II. Any person who violates any of the provisions of RSA 466:31 shall be liable for a civil forfeiture, which shall be paid to the clerk of the town or city wherein such dog is owned or kept within 96 hours of the date and time notice is given by any law enforcement officer or other person authorized by the town to the owner or keeper of a dog in violation of RSA 466:31. If the forfeiture is paid, said payment shall be in full satisfaction of the assessed penalty. The forfeiture shall be in the amount as specified for the following violations: ....

(c) $100 for the first vicious offense under RSA 466:31, II(g).

....

III. Any person who pays a civil forfeiture specified in paragraph II 2 times in any 12-month period according to the

records of the town or city clerk, may not pay a civil forfeiture for subsequent violations of RSA 466:31 in that 12-month period, but shall have those cases disposed of in district or municipal court. In the case of a vicious dog, as described by RSA 466:31, II(g), where its behavior presents a threat to public safety, immediate district court or municipal court proceedings may be initiated in lieu of the civil forfeiture.

As the trial court explained to the defendant, a “civil forfeiture” in RSA 466:31-a is the fee that a person accused of violating RSA 466:31 may pay to a town or city clerk so to avoid being prosecuted. RSA 466:31-a, II sets forth the schedule of such fees. However, when, as in this case, the defendant elects not to pay the civil forfeiture and, instead, elects to be tried in court, then the civil forfeiture provision does not apply. See RSA 466:31-a, I (“Any person who does not pay the civil forfeiture specified in paragraph II shall have the case disposed of in district or municipal court.”). When a person elects to have the case tried in court, and the court finds the person guilty, then the court may impose any of the penalties allowed for violation-level offenses. See RSA 651:2 (Supp. 2019).

Here, the sentence the trial court imposed comported with its authority under RSA 651:2. RSA 651:2 allows a trial court to sentence a person found guilty of a violation “to conditional or unconditional discharge, or a fine.” RSA 651:2, III-a. It also allows a trial court to sentence such a person to a “conditional discharge,” and, among the conditions that the court may impose are those that restrict a defendant’s “travel, association, place of abode, such as will protect the victim of the crime or insure the public peace.” RSA 651:2, VI(a)(1). In addition, as previously discussed, a court may order a person found guilty of a violation to pay restitution. See RSA 651:63; see also RSA 651:2, VI(a)(3).
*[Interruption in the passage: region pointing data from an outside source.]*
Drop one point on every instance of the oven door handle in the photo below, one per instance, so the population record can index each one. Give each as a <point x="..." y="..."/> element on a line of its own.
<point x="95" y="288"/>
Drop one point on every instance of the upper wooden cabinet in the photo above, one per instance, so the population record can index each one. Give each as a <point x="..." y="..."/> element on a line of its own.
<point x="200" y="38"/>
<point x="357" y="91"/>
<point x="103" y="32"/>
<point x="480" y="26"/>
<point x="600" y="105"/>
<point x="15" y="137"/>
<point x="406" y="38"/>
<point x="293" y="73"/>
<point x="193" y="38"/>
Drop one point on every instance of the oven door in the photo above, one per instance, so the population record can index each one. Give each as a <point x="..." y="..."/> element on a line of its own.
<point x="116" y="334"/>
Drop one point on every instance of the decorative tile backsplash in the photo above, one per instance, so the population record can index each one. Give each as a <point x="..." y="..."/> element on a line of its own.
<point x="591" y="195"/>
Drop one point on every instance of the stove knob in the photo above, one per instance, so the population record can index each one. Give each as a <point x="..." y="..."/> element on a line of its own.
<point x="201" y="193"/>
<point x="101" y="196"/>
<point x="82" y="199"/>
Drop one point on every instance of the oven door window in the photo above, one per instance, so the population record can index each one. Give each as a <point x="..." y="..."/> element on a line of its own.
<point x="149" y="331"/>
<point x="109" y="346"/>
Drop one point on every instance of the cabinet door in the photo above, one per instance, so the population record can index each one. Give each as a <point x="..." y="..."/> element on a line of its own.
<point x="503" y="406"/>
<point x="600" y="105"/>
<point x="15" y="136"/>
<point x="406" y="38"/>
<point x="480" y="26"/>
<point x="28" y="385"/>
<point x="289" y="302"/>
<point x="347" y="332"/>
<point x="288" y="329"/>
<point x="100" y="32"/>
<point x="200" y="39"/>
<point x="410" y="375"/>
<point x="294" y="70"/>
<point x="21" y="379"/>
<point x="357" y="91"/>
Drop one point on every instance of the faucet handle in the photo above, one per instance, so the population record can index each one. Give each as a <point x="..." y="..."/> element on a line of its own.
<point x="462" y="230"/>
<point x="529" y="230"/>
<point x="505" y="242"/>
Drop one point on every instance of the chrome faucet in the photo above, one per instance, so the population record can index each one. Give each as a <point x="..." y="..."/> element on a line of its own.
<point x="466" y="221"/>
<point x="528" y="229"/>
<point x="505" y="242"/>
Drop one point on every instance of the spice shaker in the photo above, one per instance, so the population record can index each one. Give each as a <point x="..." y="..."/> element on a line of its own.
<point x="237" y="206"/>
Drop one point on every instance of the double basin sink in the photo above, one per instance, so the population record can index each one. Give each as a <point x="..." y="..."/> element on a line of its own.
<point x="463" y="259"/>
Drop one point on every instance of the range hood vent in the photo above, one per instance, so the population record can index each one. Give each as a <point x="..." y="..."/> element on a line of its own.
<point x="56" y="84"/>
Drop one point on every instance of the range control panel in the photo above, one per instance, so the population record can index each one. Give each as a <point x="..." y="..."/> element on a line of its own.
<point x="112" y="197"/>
The defendant next contends that the trial court erred when it granted the State’s request to sequester her husband. The State contends that the defendant has not demonstrated that she preserved this argument by raising it in the trial court. The State is correct.

It is a long-standing rule that, generally, parties may not have judicial review of matters that were not properly raised in the trial court. Thompson v. D’Errico, 163 N.H. 20, 22 (2011). “The rationale behind the rule is that trial forums should have an opportunity to rule on issues and to correct errors before they are presented to the appellate court.” Mortgage Specialists v. Davey, 153 N.H. 764, 786 (2006) (quotation and brackets omitted). It is the burden of the appealing party, here the defendant, to provide this court with a record demonstrating that she raised her issues before the trial court. See Bean v. Red Oak Prop. Mgmt., 151 N.H. 248, 250 (2004); see also Town of Nottingham v. Newman, 147 N.H. 131, 137 (2001) (rules of appellate practice

not relaxed for self-represented litigants). Because the defendant has failed to demonstrate that she argued in the trial court that it was error to sequester her husband, we decline to address that argument on appeal.

Affirmed.

Hicks, Bassett, Hantz Marconi, and Donovan, JJ., concurred.